Harapannya, Indonesia sebagai negara dengan umat Islam terbesar di Dunia, mampu memberikan peran positif bagi keberadaan suku Muslim Uighur. Jalinan diplomasi yang baik juga terus perlu diupayakan pemerintah Indonesia bersama pemerintah RRT guna menjamin keberlangsungan toleransi kehidupan umat beragama yang selama ini terpupuk dengan baik. Sehingga Indonesia mampu menjadi mitra bangsa lain dalam rangka ikut mengampanyekan perdamaian dunia dengan menghindari konflik dan ketegangan atas nama Agama yang selama ini kerap dijadikan alat oleh kepentingan tertentu guna menjajah bangsa lain.

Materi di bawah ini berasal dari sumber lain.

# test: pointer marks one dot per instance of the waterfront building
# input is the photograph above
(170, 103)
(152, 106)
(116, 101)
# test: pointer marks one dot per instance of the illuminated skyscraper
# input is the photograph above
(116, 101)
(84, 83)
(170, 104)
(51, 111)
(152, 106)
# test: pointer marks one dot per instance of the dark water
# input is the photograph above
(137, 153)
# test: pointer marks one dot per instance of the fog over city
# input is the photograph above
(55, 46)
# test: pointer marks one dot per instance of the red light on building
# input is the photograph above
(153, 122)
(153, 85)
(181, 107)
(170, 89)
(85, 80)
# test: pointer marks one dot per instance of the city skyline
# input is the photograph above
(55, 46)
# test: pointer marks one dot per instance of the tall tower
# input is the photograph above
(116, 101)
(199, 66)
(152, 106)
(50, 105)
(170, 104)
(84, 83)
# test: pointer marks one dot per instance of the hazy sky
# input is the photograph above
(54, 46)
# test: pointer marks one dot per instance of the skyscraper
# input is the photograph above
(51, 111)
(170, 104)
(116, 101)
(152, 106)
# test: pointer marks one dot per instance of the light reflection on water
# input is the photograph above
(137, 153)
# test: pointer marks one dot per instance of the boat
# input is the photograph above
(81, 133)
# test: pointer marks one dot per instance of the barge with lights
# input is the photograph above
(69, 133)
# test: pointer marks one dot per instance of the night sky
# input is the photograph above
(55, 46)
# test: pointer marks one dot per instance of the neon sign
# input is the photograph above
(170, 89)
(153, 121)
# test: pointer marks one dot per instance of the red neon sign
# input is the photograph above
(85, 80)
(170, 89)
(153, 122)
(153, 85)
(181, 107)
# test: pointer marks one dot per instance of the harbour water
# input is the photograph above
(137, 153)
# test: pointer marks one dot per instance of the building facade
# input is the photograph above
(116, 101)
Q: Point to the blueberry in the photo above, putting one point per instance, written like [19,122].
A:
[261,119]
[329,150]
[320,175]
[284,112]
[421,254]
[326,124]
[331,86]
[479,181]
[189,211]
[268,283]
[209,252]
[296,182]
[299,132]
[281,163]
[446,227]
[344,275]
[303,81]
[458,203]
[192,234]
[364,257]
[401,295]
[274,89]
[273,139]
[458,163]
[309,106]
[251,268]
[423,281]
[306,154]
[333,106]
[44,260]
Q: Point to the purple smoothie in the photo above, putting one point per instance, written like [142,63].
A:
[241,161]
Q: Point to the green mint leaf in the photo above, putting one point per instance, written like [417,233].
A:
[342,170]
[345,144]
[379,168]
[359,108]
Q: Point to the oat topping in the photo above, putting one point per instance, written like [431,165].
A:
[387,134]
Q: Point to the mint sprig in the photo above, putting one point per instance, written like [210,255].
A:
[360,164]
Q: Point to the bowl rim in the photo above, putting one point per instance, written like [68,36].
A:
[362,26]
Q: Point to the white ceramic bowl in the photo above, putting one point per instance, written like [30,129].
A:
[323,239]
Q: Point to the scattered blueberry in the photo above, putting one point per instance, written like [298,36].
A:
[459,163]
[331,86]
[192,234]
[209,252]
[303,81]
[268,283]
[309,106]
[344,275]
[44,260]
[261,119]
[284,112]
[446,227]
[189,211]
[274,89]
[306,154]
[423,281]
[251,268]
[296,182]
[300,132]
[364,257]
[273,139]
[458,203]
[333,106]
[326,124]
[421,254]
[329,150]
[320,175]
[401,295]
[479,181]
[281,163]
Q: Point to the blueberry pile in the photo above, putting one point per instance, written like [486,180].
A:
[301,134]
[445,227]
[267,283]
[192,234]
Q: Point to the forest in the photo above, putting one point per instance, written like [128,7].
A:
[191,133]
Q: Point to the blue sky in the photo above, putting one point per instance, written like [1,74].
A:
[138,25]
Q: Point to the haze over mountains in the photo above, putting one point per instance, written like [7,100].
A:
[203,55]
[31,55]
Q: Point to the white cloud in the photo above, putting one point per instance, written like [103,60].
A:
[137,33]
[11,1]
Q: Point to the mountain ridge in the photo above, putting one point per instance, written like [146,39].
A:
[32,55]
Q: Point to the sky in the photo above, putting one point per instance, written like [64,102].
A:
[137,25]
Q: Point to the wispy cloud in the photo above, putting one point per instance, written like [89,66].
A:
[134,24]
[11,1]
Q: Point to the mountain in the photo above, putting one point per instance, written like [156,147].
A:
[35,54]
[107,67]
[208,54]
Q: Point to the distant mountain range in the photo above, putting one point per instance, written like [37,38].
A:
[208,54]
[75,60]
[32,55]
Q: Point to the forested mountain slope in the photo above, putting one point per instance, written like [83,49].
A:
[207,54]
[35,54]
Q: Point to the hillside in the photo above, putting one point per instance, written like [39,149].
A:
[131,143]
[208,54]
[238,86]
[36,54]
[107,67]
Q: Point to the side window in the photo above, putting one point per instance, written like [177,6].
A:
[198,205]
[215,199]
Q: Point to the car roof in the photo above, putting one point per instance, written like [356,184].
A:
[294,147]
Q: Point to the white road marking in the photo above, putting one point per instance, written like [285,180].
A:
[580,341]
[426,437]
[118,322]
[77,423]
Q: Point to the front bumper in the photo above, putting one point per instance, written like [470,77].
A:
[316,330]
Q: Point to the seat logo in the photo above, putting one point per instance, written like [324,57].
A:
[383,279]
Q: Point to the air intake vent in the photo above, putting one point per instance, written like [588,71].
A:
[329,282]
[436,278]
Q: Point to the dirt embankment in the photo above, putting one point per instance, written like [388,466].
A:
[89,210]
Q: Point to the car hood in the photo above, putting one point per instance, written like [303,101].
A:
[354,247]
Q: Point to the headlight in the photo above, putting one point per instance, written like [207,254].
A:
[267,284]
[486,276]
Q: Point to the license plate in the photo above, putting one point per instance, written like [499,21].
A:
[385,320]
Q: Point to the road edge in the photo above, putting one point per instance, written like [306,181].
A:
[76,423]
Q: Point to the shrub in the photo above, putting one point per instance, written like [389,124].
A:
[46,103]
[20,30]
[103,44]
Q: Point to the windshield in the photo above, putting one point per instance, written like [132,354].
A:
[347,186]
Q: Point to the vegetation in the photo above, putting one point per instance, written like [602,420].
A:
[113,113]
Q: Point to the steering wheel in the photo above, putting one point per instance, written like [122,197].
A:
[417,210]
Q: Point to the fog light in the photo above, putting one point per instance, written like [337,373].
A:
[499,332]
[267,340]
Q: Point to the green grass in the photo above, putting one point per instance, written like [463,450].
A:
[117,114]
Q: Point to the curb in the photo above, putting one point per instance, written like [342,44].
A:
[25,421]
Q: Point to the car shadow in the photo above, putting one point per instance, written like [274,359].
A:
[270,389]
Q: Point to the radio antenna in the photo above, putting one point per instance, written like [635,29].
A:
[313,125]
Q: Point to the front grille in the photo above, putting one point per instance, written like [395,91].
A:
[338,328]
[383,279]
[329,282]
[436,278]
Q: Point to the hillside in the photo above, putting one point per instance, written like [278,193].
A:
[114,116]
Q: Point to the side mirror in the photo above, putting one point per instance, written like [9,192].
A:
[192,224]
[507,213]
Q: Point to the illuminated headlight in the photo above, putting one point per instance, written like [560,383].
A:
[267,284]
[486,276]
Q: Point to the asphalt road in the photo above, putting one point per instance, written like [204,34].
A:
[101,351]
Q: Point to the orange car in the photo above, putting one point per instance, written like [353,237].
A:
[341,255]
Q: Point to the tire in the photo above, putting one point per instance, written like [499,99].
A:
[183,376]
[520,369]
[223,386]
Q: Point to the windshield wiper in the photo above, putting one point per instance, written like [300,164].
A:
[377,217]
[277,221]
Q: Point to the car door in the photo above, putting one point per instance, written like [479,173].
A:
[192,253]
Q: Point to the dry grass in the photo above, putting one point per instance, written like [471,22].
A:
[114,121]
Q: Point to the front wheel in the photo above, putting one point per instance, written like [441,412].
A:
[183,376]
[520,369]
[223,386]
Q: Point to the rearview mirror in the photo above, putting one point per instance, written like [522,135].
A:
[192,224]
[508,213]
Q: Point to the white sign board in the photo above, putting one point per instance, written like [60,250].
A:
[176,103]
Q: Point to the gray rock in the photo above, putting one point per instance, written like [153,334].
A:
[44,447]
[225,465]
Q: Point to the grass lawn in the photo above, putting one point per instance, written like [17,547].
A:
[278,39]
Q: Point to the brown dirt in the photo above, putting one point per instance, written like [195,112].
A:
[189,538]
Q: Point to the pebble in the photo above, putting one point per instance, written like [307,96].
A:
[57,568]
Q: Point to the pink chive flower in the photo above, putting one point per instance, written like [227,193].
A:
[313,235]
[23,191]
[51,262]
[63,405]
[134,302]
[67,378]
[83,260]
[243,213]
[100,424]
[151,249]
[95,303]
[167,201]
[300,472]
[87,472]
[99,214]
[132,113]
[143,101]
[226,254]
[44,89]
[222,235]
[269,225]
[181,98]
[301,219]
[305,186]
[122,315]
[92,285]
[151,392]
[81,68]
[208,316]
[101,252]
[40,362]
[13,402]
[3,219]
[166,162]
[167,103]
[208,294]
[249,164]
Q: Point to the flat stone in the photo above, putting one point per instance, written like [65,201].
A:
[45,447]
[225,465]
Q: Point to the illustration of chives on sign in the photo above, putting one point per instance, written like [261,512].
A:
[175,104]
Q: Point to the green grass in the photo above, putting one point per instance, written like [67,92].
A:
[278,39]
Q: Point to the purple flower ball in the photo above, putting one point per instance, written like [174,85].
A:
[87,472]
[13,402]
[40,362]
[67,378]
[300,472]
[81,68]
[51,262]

Selain itu, peran aktif pemerintah mengajak tokoh agama dan stikholder lainnya di Indonesia melalui kajian, forum diskusi, kampanye, maupun pelatihan secara masif tentang wawasan kebangsaan, sikap moderat dalam beragama juga terus dilakukan, guna menghindari sekaligus menolak kecendrungan gerakan “impor” konflik bangsa lain ke dalam Negeri yang kerap dijadikan komoditas politisasi kepentingan yang dapat membahayakan keutuhan NKRI.
Penulis adalah Pengasuh Lembaga Madrasatul Qur’an Al-Muntaha Al-Karim Moga, Pemalang; Alumnus Fakultas Tafsir Universitas Al-Azhar Kairo; Peserta Media Visit ke Xinjiang.